Krise Folge der Corona-Krise
Allerdings soll das Engagement von Bund und Land zeitlich begrenzt sein. Das Unternehmen solle nach einer erfolgreichen Sanierung wieder in private Hände gehen, hatte Weil im Sommer deutlich gemacht. Einen Zeitpunkt für den Rückzug des Staates gibt es aber noch nicht.

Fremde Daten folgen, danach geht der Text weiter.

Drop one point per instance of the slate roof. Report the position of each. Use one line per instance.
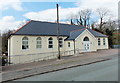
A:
(50, 29)
(46, 28)
(76, 33)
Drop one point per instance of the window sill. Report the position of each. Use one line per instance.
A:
(25, 49)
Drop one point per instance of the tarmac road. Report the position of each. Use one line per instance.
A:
(101, 71)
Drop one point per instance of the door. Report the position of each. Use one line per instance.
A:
(86, 46)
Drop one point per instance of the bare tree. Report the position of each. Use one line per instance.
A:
(84, 17)
(102, 13)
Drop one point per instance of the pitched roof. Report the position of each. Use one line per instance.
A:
(76, 33)
(46, 28)
(50, 29)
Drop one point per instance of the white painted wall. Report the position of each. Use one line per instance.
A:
(101, 46)
(80, 43)
(16, 53)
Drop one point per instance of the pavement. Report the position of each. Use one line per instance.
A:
(13, 72)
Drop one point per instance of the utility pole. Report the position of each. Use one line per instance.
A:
(58, 32)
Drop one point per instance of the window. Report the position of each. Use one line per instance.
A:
(60, 42)
(68, 44)
(98, 41)
(39, 42)
(86, 39)
(103, 41)
(25, 43)
(50, 42)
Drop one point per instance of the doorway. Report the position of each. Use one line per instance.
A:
(86, 44)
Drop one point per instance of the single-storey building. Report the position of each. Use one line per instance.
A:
(37, 40)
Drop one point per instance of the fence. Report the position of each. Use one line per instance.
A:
(17, 59)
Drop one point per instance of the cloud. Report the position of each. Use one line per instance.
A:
(6, 4)
(51, 14)
(112, 5)
(9, 23)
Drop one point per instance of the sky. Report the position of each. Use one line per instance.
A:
(14, 13)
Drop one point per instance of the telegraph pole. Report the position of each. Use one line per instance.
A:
(58, 32)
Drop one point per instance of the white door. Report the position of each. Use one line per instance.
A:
(86, 46)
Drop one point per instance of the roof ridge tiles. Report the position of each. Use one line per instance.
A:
(21, 27)
(78, 30)
(56, 22)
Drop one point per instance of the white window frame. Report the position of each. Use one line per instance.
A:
(38, 43)
(68, 44)
(25, 43)
(104, 42)
(50, 45)
(99, 42)
(60, 42)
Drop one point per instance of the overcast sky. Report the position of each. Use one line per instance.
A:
(14, 12)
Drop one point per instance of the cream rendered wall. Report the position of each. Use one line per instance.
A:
(16, 53)
(79, 44)
(101, 46)
(70, 50)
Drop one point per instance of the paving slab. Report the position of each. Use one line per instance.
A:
(13, 72)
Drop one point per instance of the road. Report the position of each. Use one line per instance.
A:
(102, 71)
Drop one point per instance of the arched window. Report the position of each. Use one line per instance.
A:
(50, 42)
(25, 43)
(61, 42)
(68, 44)
(39, 42)
(86, 39)
(103, 41)
(98, 41)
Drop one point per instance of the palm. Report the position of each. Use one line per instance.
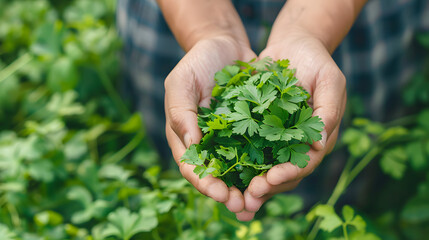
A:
(190, 84)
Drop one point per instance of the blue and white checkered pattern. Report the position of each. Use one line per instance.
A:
(377, 57)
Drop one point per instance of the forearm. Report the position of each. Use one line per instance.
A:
(327, 20)
(194, 20)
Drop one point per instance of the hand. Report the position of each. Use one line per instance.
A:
(321, 77)
(188, 85)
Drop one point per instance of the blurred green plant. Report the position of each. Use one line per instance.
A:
(75, 164)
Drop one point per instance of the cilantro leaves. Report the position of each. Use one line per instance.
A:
(258, 118)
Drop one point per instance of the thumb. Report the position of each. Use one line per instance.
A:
(181, 105)
(329, 99)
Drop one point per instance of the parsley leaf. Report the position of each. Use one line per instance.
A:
(258, 118)
(244, 121)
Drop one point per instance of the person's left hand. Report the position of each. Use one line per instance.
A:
(321, 77)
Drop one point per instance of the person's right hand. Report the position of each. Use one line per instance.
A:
(188, 85)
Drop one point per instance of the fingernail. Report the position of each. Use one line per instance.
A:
(187, 139)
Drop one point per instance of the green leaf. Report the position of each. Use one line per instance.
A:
(393, 162)
(125, 224)
(63, 75)
(311, 126)
(330, 220)
(218, 123)
(6, 233)
(261, 64)
(273, 130)
(191, 156)
(247, 175)
(48, 218)
(244, 121)
(255, 154)
(285, 104)
(262, 98)
(348, 213)
(416, 153)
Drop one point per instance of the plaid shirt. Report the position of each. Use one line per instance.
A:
(378, 56)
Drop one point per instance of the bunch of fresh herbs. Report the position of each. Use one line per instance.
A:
(258, 118)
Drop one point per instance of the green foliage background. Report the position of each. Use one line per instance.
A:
(75, 163)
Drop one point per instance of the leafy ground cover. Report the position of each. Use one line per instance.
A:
(75, 163)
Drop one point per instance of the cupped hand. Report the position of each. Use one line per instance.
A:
(190, 85)
(321, 77)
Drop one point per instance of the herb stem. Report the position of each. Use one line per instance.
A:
(15, 66)
(407, 120)
(229, 169)
(362, 164)
(347, 176)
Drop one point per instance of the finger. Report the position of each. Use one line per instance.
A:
(329, 99)
(235, 202)
(259, 187)
(245, 216)
(209, 185)
(287, 172)
(253, 204)
(181, 104)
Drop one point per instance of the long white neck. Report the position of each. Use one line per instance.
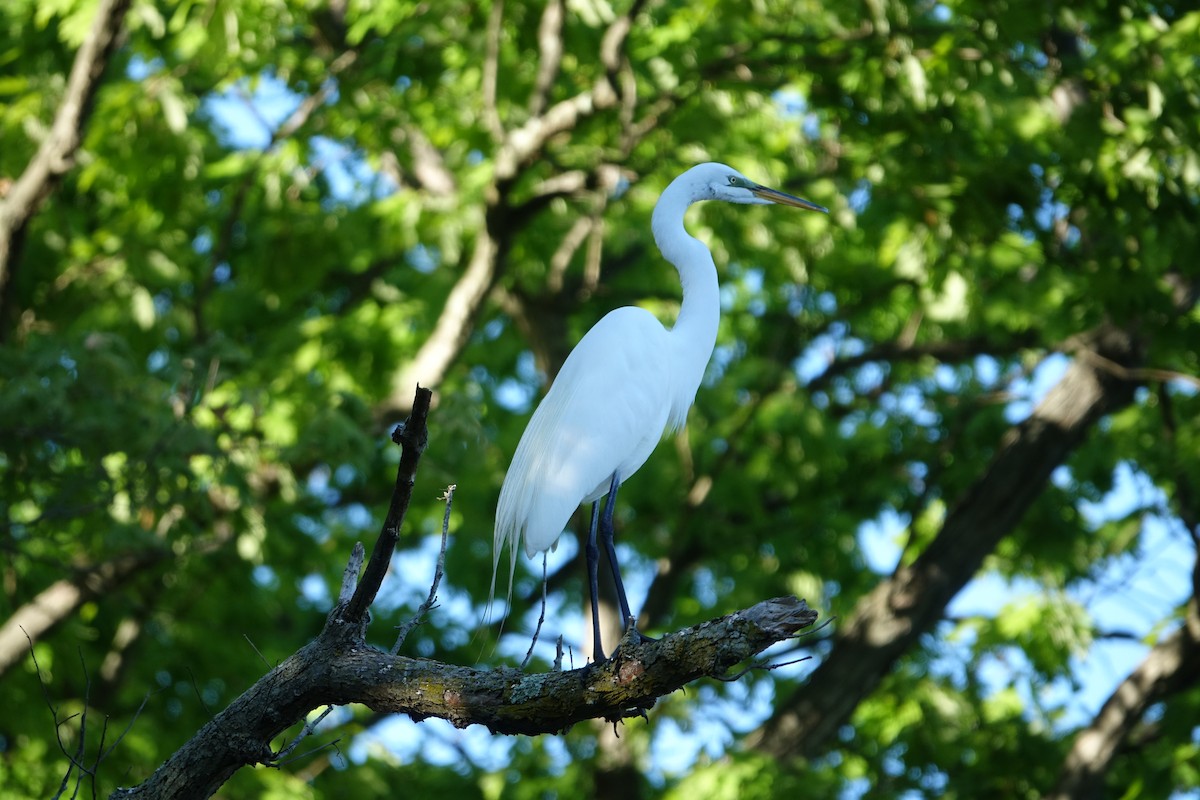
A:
(700, 313)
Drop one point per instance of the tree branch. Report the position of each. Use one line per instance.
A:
(58, 601)
(55, 156)
(340, 668)
(412, 434)
(1171, 666)
(888, 620)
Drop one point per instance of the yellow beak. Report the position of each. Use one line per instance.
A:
(784, 198)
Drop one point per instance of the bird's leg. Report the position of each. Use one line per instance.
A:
(593, 558)
(607, 536)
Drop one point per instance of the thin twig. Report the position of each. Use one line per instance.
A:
(351, 575)
(424, 608)
(304, 734)
(541, 617)
(257, 650)
(413, 435)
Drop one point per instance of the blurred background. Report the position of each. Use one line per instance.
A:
(958, 415)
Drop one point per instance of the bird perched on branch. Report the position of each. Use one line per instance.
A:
(625, 383)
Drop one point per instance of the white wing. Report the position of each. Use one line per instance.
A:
(604, 415)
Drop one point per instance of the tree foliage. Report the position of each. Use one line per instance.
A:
(235, 238)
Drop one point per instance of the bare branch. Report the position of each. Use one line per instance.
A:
(339, 668)
(351, 573)
(888, 620)
(1173, 665)
(550, 47)
(492, 68)
(412, 434)
(58, 601)
(57, 154)
(423, 609)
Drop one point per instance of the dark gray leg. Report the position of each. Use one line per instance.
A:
(593, 558)
(606, 536)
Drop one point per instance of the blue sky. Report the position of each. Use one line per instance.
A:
(1132, 595)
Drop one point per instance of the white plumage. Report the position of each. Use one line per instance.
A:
(625, 383)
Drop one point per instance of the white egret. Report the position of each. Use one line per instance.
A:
(625, 384)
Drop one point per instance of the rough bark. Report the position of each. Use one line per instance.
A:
(58, 601)
(55, 156)
(888, 620)
(339, 667)
(1171, 666)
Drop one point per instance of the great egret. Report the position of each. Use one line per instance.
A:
(625, 383)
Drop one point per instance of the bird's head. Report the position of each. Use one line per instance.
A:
(723, 182)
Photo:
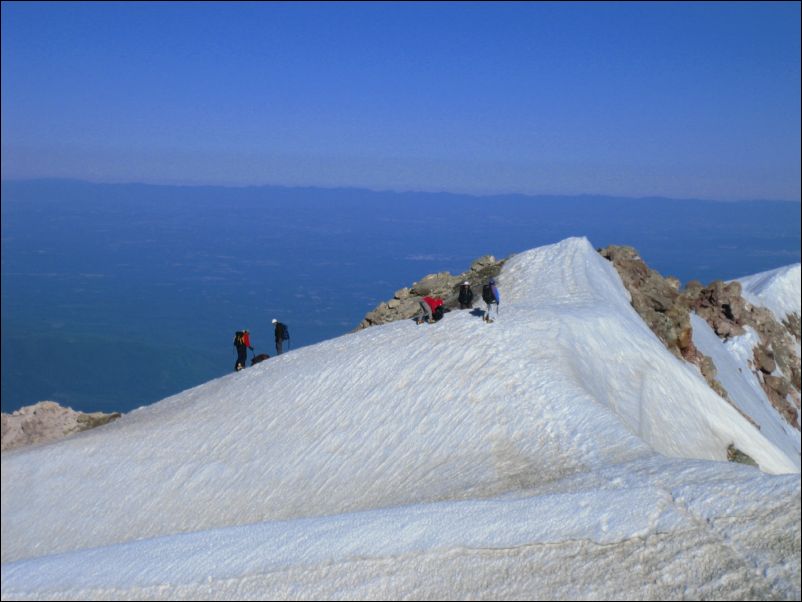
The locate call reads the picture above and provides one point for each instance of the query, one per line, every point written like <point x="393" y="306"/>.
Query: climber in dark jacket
<point x="242" y="341"/>
<point x="465" y="296"/>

Das seit fast 230 Jahren bestehende Familienunternehmen, das für seine Kreuzfahrtschiffe bekannt ist, war aufgrund der Corona-Krise und dem damit verbundenen weltweiten Einbruch der Tourismus-Branche in finanzielle Schieflage geraten. Die Auftragsbücher sind zwar voll, aber einige Verträge für Schiffe, die noch vor der Corona-Pandemie geschlossen wurden, sehen keine Anpassung an die stark gestiegenen Energie- und Rohstoffpreise vor.
Arbeitsplatzabbau geplant
Hinzu kam, dass im Schiffbau in der Regel 80 Prozent des Baupreises erst bei Ablieferung des Schiffes gezahlt werden. Ohne staatliche Bürgschaften wäre die Werft nicht an die dringend benötigten Baukredite gekommen.

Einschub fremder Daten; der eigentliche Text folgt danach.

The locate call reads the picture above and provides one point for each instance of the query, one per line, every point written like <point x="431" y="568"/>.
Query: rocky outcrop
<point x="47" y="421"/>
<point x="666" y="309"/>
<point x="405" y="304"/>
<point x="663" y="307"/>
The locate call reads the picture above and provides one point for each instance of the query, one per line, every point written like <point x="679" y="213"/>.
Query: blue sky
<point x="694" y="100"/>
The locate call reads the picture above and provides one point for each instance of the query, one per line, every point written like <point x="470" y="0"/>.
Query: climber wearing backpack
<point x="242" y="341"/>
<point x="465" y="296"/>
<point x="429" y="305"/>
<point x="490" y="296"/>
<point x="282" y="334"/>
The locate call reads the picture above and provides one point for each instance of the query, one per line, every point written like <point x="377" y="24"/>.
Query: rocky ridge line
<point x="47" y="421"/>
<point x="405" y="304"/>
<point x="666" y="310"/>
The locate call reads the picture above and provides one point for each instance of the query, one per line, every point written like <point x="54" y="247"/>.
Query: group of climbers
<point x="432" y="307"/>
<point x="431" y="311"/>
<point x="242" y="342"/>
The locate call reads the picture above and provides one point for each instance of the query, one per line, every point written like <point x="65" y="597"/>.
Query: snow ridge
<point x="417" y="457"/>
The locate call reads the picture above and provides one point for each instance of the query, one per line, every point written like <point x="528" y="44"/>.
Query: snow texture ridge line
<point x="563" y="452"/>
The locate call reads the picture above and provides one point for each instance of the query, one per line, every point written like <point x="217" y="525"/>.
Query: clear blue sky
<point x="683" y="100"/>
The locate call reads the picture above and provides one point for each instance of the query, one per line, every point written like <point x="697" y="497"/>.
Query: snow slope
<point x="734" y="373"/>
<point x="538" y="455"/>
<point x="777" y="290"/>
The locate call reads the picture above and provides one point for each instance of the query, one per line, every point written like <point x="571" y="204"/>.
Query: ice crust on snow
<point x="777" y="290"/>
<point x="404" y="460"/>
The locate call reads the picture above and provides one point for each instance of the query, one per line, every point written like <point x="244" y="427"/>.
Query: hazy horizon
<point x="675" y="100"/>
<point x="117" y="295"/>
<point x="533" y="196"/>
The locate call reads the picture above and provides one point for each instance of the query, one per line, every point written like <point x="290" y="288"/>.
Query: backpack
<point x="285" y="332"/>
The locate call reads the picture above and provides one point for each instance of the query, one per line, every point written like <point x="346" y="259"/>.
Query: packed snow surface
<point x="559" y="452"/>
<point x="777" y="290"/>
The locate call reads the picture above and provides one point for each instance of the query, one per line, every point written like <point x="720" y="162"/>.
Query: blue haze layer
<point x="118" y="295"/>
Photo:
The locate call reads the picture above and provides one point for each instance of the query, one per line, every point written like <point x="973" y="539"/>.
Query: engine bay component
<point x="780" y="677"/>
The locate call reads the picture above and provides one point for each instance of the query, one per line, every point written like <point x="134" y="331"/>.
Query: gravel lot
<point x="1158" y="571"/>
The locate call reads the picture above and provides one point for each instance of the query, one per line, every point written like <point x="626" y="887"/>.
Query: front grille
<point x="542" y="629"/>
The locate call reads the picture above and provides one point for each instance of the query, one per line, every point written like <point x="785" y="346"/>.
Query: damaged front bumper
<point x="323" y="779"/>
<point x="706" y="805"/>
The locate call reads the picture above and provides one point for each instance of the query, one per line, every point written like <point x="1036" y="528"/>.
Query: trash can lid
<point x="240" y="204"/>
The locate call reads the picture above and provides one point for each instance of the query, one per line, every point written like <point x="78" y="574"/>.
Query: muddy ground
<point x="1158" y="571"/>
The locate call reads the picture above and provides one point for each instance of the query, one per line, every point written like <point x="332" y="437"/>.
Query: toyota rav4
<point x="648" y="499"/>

Zu dem Neustart der Werft unter staatlicher Führung gehört allerdings auch der Abbau von 340 Arbeitsplätzen, der sozialverträglich über ein Freiwilligenprogramm erfolgen soll. „Wir sind noch nicht am Ende mit dem Arbeitsplatzabbau, daher ist die Stimmung angespannt bei den Kolleginnen und Kollegen, weil noch nicht alle wissen, ob sie betroffen sind oder nicht“, sagte Betriebsratsvorsitzender Andreas Hensen.

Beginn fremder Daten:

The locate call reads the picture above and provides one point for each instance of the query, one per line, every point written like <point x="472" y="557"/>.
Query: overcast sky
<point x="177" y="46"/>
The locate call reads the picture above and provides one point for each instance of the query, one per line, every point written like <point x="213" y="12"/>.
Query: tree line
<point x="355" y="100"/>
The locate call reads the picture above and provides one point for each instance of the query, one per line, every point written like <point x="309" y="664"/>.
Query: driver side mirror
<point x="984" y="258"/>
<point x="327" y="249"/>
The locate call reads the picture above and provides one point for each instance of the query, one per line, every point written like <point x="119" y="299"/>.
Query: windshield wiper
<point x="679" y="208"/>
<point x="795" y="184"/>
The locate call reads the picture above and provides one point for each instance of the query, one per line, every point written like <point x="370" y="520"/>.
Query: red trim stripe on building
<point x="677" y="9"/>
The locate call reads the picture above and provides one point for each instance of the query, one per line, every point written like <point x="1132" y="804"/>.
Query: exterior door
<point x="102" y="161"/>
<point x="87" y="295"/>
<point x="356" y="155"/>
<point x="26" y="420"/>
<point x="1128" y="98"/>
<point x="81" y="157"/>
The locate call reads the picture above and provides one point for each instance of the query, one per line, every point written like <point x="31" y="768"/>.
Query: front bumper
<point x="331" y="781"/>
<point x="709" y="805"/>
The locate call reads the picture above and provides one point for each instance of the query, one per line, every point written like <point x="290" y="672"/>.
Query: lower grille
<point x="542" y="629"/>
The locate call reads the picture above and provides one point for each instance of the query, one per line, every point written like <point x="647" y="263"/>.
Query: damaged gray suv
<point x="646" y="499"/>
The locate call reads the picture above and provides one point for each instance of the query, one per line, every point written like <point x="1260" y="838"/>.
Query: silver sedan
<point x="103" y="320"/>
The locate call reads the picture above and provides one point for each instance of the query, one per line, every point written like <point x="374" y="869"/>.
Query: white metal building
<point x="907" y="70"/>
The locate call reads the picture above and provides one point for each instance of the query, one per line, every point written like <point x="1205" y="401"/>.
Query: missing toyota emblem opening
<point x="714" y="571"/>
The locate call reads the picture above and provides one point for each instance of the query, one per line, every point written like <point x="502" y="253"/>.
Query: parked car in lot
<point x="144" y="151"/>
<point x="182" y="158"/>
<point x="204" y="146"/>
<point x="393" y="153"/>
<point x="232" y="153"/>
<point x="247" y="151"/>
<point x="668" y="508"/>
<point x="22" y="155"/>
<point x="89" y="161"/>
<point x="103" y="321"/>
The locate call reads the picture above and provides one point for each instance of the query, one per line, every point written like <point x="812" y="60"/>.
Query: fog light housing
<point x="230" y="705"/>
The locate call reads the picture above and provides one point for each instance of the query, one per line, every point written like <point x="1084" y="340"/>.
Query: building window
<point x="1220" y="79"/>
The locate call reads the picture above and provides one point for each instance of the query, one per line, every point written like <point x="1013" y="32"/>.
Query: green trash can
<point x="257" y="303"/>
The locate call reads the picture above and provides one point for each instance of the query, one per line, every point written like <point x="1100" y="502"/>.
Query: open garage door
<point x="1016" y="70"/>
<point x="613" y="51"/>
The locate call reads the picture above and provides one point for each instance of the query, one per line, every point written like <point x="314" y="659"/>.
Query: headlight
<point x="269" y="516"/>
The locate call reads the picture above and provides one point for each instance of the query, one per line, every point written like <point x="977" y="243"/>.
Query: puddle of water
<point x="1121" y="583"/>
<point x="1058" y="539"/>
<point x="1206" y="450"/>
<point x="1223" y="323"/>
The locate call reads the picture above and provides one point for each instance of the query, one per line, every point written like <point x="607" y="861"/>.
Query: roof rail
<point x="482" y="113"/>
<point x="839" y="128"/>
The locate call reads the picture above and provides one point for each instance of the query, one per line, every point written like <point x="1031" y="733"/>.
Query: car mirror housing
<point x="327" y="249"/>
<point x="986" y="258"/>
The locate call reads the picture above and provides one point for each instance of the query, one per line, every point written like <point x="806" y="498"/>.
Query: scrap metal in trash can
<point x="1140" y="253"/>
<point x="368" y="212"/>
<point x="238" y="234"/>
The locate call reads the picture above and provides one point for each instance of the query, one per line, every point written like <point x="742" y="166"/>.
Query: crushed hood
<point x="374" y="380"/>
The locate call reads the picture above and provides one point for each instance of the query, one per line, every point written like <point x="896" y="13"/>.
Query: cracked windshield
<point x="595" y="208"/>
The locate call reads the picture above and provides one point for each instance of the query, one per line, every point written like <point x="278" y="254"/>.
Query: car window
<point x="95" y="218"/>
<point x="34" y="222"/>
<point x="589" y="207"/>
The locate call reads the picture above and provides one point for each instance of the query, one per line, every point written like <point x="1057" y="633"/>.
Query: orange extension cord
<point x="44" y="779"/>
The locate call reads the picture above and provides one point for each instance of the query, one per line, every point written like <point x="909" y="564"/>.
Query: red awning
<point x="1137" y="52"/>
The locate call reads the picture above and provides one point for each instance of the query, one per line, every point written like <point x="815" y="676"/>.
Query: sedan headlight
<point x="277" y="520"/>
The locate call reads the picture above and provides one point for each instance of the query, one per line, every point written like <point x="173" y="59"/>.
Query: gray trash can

Bedeutung für Energiewende
Wirtschaftsminister Robert Habeck (Grüne) sagte im September, die Meyer Werft sei „von systemischer Bedeutung für die maritime Wirtschaft mit vielen Tausenden Arbeitsplätzen“. Darüber hinaus könne sie auch für die Energiewende eine bedeutende Rolle spielen. Das Unternehmen hat inzwischen damit begonnen, Stahlbauteile für Konverterstationen für Windparks auf See fertigen.
Konverterplattformen sind große technische Anlagen, die auf fest verankerten Pfählen im Meer stehen. Darin wird der von den Windkraftanlagen produzierte Wechselstrom in Gleichstrom umgewandelt. Für die ambitionierten Ausbaupläne der Bundesregierung für die Offshore-Windenergie gelten die tonnenschweren Konverterplattformen als eine industrielle Schlüsselkomponente. Die Fertigungskapazitäten dafür sind knapp.